A. While confusion and forgetfulness need to be medically checked out and often signal the onset of dementia, it’s also possible that these symptoms are caused by poor medication control, poor diet or just plain loneliness. Often, when moved to a place where an elder can interact with peers, some of the confusion and forgetfulness falls away. Even if it doesn’t, at least there are people around to help the elder feel safe.
Q. Do assisted living centers provide help with medication? With transportation?
A. You’ll find assisted living centers can be very different in what they offer as part of the “basic package.” This is one area to be very specific about. Ask questions. Is transportation provided to doctor appointments? If so, do we pay extra? Is an escort provided? Is there someone who can set up medications? If so, is that extra?
What you’ll notice about many assisted living centers is that they provide a pleasant place to live, good quality food with many choices, activities and social time, plus emergency call lights and other ways for the elder to get help, if needed. But most other services will need to be arranged for, and they will cost extra. Make a list before you tour places. Ask every question you can think of. Then go home and think some more. What is covered in the basic price and what is extra? That is the big, big question.
Q. Does the elder seem frightened of strangers or just generally unsafe?
A. This can happen, especially as old neighbors move away and younger families or “strangers” move into surrounding homes. Neighborhoods change, and an elder can become isolated. Isolation can bring on depression and fear.This is a sign a change is needed.
Q. What about money? Isn’t Assisted living expensive?
A. Yes. But so is in-home care and so are nursing homes. When my uncle was receiving eight hours a day of in-home care, he was paying more per month than he paid for assisted living, where he had people on call day and night, meals provided and peers to converse with.

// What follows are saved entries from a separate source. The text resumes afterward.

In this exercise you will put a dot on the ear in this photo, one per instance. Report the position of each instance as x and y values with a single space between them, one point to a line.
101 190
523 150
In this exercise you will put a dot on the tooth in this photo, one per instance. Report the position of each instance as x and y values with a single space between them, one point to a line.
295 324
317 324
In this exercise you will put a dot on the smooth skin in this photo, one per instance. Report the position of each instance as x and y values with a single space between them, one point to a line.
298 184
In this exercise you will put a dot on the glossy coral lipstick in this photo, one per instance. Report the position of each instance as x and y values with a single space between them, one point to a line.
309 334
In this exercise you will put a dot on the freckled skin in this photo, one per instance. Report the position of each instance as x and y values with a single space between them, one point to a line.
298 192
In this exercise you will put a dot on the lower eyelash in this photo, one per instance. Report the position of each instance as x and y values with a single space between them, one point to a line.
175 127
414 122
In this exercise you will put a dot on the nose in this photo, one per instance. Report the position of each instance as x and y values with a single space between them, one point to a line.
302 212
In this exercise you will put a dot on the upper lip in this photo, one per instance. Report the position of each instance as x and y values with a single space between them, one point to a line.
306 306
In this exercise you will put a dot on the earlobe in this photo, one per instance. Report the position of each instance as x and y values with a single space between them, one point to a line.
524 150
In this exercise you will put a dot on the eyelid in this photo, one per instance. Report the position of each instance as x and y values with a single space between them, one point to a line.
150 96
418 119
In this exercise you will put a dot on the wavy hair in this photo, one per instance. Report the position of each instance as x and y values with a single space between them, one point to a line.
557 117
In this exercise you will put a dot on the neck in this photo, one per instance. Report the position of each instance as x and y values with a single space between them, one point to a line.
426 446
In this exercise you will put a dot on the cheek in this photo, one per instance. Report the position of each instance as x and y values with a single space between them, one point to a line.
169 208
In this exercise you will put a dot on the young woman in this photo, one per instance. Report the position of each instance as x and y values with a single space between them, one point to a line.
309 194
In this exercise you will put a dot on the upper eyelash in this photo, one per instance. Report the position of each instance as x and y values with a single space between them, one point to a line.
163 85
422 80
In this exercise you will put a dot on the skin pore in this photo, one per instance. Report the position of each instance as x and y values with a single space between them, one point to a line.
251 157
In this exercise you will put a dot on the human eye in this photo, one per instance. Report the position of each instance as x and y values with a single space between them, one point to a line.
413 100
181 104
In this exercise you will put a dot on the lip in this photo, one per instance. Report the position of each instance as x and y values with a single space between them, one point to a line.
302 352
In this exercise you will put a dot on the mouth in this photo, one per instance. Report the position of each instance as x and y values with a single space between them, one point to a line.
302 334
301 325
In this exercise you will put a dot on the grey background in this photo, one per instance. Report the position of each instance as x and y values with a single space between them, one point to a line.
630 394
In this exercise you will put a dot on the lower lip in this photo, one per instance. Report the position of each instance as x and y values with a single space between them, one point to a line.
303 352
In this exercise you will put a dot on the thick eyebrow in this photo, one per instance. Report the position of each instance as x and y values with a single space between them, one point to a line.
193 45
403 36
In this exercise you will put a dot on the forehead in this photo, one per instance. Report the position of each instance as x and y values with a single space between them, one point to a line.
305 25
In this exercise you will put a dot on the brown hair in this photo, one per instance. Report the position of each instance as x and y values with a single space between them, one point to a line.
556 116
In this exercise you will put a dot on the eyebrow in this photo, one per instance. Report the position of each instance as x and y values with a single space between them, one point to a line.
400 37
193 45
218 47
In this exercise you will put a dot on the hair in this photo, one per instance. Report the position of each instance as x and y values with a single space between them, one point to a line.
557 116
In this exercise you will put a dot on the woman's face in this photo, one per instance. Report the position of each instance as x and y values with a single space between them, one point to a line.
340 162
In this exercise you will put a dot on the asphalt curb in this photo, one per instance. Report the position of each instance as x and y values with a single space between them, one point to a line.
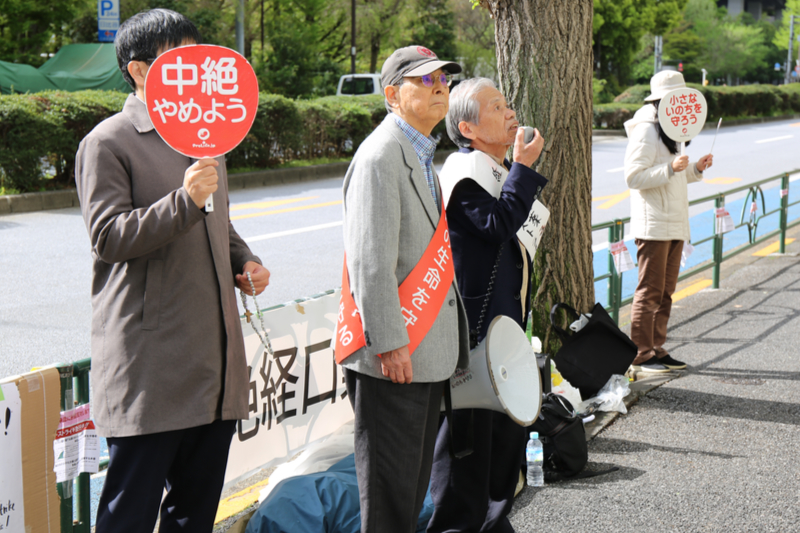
41 201
708 125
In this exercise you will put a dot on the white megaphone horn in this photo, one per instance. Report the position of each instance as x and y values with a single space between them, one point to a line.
502 375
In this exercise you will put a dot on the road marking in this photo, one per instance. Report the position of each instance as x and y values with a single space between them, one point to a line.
691 289
604 245
292 232
722 181
272 203
612 199
771 249
287 210
775 139
240 501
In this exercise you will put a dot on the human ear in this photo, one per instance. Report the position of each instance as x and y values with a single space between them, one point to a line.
465 128
392 94
138 71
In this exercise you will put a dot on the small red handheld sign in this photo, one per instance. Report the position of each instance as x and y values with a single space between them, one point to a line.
682 114
202 99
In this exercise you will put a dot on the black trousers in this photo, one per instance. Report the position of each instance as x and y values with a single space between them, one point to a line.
395 433
476 493
189 463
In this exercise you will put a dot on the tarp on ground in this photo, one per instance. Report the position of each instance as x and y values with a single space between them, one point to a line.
325 502
75 67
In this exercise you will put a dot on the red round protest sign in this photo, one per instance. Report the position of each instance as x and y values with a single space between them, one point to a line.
202 99
682 114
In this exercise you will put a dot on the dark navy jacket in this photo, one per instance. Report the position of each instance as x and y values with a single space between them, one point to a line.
478 224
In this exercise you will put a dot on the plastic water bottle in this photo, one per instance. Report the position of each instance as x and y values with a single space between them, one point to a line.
534 455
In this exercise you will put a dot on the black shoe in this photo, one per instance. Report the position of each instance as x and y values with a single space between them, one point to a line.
652 366
671 363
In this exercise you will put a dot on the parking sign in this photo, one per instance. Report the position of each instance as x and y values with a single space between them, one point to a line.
107 20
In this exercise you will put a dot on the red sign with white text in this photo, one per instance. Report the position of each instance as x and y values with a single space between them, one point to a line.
682 114
202 99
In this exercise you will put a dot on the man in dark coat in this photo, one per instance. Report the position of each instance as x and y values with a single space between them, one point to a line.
488 200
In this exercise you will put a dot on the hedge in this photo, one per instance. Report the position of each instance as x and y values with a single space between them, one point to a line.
40 133
733 102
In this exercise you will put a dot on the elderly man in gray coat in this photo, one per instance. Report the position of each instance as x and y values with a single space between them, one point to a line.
169 374
392 209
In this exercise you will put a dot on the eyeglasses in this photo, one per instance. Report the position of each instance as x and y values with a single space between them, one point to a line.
428 80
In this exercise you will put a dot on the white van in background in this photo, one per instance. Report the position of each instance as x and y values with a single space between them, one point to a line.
359 84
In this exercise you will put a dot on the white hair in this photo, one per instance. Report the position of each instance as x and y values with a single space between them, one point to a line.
464 107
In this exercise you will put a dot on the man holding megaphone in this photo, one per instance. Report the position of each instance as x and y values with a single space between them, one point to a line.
488 200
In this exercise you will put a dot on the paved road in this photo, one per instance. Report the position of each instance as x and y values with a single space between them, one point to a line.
712 451
296 230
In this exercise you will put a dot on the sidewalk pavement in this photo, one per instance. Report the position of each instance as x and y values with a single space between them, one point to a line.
716 447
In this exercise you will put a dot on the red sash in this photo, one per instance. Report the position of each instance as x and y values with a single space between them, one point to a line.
422 295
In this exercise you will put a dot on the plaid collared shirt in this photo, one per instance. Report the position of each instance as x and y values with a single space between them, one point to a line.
425 148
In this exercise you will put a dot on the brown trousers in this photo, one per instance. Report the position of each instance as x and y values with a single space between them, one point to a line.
659 263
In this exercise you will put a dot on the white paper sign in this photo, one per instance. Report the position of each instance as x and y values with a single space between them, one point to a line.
532 230
622 257
12 510
682 114
686 253
76 448
724 221
296 397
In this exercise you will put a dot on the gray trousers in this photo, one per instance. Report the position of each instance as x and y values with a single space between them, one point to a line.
395 435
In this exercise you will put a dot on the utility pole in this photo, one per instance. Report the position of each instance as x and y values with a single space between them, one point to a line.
353 40
791 45
659 45
240 27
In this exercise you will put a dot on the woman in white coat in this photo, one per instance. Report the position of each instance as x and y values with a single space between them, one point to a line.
657 176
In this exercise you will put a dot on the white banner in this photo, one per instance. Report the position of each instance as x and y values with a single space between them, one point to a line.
12 507
296 397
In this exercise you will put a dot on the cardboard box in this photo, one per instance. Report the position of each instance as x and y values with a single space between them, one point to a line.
29 416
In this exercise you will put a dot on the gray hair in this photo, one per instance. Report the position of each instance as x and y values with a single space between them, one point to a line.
386 102
465 108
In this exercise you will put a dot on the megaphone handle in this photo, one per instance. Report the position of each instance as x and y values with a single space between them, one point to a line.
448 411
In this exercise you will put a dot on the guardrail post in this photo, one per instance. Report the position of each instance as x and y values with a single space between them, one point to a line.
784 211
82 484
620 235
65 488
717 251
612 271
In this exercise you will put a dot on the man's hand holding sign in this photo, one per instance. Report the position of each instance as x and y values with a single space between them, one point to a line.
202 100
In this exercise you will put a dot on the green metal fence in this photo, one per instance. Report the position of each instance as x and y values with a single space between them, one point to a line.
616 233
75 377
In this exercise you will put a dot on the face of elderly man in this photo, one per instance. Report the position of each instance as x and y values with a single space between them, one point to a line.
421 107
497 124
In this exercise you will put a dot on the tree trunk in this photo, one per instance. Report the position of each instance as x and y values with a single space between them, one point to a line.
544 60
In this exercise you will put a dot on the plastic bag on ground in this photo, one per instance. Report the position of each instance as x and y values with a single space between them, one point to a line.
609 398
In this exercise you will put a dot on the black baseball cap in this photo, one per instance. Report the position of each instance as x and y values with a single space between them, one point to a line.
413 61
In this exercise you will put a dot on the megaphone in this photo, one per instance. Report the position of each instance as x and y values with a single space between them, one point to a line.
502 375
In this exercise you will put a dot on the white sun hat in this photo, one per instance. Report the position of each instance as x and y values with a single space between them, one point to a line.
664 82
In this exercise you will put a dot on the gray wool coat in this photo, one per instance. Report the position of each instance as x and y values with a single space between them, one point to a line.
167 347
389 219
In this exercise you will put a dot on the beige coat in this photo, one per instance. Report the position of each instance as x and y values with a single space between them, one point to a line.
659 197
167 347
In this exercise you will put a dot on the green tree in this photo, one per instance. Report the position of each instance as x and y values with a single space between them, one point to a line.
433 27
781 37
618 26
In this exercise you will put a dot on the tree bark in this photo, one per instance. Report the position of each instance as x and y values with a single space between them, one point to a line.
544 60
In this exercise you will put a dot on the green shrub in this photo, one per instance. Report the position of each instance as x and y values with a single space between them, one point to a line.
612 116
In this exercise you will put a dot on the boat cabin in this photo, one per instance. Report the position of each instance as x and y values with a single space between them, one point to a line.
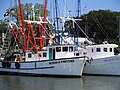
55 52
101 51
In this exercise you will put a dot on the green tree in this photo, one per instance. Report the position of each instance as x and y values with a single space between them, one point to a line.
101 25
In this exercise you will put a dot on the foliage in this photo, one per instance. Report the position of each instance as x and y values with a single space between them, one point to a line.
101 25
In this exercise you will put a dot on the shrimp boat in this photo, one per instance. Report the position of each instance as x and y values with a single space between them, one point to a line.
28 53
103 60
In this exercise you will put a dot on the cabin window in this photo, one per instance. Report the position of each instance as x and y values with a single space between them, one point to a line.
44 54
92 49
110 49
58 49
29 55
39 54
105 49
70 49
98 49
65 49
77 54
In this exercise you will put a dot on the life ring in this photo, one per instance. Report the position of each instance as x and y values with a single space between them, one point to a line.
8 64
3 64
17 65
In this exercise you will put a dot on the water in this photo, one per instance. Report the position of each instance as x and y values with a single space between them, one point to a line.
46 83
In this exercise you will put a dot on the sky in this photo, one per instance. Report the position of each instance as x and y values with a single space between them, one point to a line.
68 7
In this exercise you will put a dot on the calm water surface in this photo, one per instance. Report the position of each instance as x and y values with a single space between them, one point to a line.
46 83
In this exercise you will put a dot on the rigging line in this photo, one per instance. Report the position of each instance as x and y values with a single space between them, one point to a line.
66 7
98 23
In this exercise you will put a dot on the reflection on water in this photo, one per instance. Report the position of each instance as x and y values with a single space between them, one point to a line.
45 83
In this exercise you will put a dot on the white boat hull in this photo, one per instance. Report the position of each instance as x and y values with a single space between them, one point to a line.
103 66
60 67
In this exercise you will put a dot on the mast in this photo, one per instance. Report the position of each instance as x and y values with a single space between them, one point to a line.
22 21
79 8
118 17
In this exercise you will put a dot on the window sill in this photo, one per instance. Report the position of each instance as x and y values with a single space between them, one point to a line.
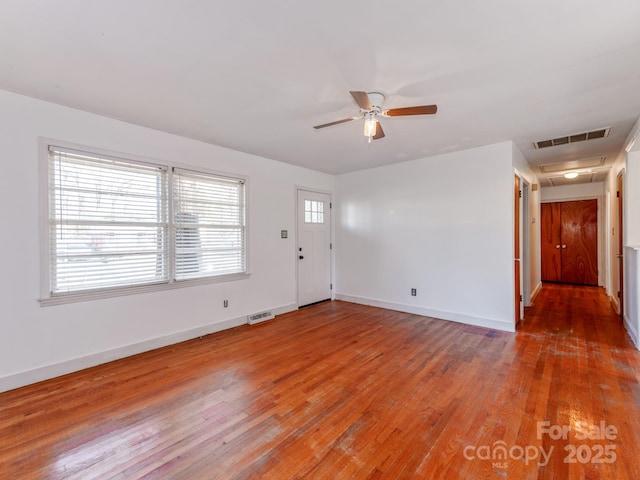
121 292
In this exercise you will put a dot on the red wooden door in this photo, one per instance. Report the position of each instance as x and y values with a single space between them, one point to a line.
580 242
551 242
569 233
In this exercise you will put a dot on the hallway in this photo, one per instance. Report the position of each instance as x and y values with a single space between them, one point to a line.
590 368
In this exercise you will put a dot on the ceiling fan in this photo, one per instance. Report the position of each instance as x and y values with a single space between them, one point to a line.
371 107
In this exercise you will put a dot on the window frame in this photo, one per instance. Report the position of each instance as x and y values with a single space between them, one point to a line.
46 296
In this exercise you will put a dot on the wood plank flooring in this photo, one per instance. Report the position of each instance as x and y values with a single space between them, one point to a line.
344 391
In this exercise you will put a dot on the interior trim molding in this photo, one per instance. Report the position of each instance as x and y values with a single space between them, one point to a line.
428 312
633 333
535 292
46 372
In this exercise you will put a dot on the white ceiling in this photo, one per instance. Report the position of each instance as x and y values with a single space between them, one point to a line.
256 75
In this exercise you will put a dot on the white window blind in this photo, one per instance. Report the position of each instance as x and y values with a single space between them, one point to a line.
107 222
208 225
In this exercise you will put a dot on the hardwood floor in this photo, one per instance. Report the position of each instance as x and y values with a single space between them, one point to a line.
343 391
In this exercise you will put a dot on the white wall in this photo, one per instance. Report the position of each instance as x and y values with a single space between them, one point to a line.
442 225
40 342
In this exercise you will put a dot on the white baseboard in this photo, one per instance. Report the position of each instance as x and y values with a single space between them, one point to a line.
632 331
46 372
616 304
427 312
535 292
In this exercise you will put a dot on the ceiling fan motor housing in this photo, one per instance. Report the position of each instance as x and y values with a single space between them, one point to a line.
376 99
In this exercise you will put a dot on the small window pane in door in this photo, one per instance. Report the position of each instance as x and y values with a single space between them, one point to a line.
313 211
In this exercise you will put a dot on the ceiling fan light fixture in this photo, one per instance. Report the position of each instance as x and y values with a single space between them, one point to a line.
370 126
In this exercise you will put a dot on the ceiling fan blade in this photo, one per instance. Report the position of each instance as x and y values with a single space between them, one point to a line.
423 110
362 99
337 122
379 131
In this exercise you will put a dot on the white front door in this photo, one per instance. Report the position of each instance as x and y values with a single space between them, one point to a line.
313 251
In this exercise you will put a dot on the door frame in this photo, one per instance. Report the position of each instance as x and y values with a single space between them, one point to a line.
619 248
522 231
296 190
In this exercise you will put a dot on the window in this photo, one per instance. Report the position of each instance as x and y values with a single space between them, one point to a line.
208 222
115 223
313 211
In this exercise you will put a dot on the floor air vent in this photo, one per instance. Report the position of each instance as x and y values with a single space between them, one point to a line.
260 317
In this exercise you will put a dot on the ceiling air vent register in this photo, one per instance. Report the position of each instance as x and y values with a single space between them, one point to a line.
577 137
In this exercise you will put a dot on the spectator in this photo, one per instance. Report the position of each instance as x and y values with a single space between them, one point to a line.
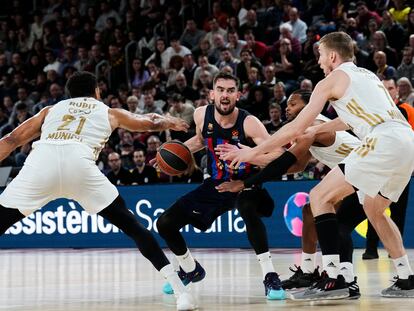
384 71
306 85
406 69
234 44
405 91
299 27
139 75
106 12
227 59
118 175
192 35
142 174
181 87
189 68
275 122
246 63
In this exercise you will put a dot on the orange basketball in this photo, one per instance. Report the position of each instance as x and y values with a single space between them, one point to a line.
174 158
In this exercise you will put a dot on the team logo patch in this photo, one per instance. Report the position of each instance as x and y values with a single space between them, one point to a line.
235 134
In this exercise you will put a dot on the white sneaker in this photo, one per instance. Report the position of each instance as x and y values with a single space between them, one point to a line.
186 301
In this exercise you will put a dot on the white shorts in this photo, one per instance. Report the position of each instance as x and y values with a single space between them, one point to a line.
384 161
59 171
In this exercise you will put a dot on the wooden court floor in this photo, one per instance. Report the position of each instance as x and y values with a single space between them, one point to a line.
121 279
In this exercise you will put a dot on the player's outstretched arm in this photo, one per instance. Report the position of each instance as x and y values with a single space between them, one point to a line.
24 133
331 87
146 122
196 143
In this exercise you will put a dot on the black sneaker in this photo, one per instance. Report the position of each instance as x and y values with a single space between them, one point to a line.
299 279
353 287
194 276
326 288
402 288
273 287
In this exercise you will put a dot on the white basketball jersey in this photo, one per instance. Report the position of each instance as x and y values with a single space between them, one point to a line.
340 149
80 120
366 103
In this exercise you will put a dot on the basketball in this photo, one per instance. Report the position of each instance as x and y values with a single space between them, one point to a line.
174 158
293 212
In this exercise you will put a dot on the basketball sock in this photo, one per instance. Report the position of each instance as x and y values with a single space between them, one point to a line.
186 261
330 264
403 267
347 271
328 236
308 264
171 275
265 260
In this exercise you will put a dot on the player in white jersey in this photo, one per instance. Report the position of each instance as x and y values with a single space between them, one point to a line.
375 169
62 164
330 148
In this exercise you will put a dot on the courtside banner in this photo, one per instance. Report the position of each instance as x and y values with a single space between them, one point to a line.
62 223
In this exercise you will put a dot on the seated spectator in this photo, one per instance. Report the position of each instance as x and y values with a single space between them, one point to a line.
189 67
142 174
406 69
306 85
405 91
269 76
275 121
384 71
246 63
139 75
117 174
234 44
227 59
203 65
181 87
191 35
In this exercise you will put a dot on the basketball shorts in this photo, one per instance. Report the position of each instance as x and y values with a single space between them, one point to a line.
383 163
59 171
204 204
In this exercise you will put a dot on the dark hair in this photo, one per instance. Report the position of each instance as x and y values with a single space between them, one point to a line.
304 95
81 84
226 76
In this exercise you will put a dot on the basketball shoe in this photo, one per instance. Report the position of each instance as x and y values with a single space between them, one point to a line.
402 288
194 276
325 288
353 287
273 287
299 279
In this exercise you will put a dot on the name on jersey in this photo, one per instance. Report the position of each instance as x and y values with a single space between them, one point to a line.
83 105
61 135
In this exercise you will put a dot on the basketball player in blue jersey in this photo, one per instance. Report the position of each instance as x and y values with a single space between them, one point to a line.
375 169
216 124
62 164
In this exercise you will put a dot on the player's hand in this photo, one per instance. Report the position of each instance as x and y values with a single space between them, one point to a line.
178 124
237 156
231 186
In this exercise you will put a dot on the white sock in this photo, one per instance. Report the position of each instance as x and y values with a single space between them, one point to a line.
403 267
172 277
347 271
308 264
186 261
265 260
330 264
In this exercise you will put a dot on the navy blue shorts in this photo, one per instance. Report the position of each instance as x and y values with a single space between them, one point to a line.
204 204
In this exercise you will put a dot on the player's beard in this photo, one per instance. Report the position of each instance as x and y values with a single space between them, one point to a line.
224 112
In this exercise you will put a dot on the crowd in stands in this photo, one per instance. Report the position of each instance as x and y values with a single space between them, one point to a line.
160 56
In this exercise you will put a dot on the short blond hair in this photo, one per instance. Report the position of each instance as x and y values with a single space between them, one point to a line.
341 43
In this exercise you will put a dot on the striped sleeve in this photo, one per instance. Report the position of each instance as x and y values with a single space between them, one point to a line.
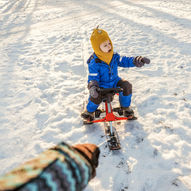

All care, at least as our health system exists today, is expensive. There are some long-term policies that cover assisted living, particularly newer ones. But, likely if your elder bought a policy years ago, it was called “nursing home insurance,” and that is all it covers. So, again, yes. Assisted living is expensive.
My mother and I toured several assisted living centers. There were different levels of care in them. Many were more like resorts than apartments. Some were quite humble. There are also assisted living homes where a residential type home is set up to care for several elders. The options are endless, and quality can differ dramatically.
Q. Are assisted living centers regulated like nursing homes?
A. No. There isn’t, now, a government standard like there is for nursing homes. While you need to be careful about selecting nursing homes even with all of the regulations, assisted living, as it is these days, kind of slid in sideways. They aren’t nursing homes, therefore they aren’t regulated as such. Yet, there aren’t many regulations aimed at how they should function. Therefore, you need to be extra careful about what you are getting. Check references. Look around. Do all of the investigating you would if you were choosing a nursing home – only more.
Q. I’ve heard of contract problems. Do you have to sign a lease?
A. This is one area where, unless the contract or lease is very simple and not long-term, you may want to be specific enough to even have the papers you sign checked by an elder attorney or estate attorney. I, personally, haven’t run into anyone who has had trouble with leases and contracts – at least any more problems than leasing an apartment. But nationally, I know there have been problems.
I wrote about a Web site and book in a previous article on assisted living here on Our Alzheimer’s. You can find some answers by checking out this site. You’ll also find you have more questions than you thought. However, the questions above are the ones I'm most frequently asked. Take this list along and begin your search.
You may find you have a “Henry” on your hands, who, with a lot of prodding, may find a new lease on life once he has gotten into a safe, social atmosphere. Do your homework, but don’t write it off because of expense. It may be a better bargain (if bargain is the right word) than an elder staying at home with in-home care.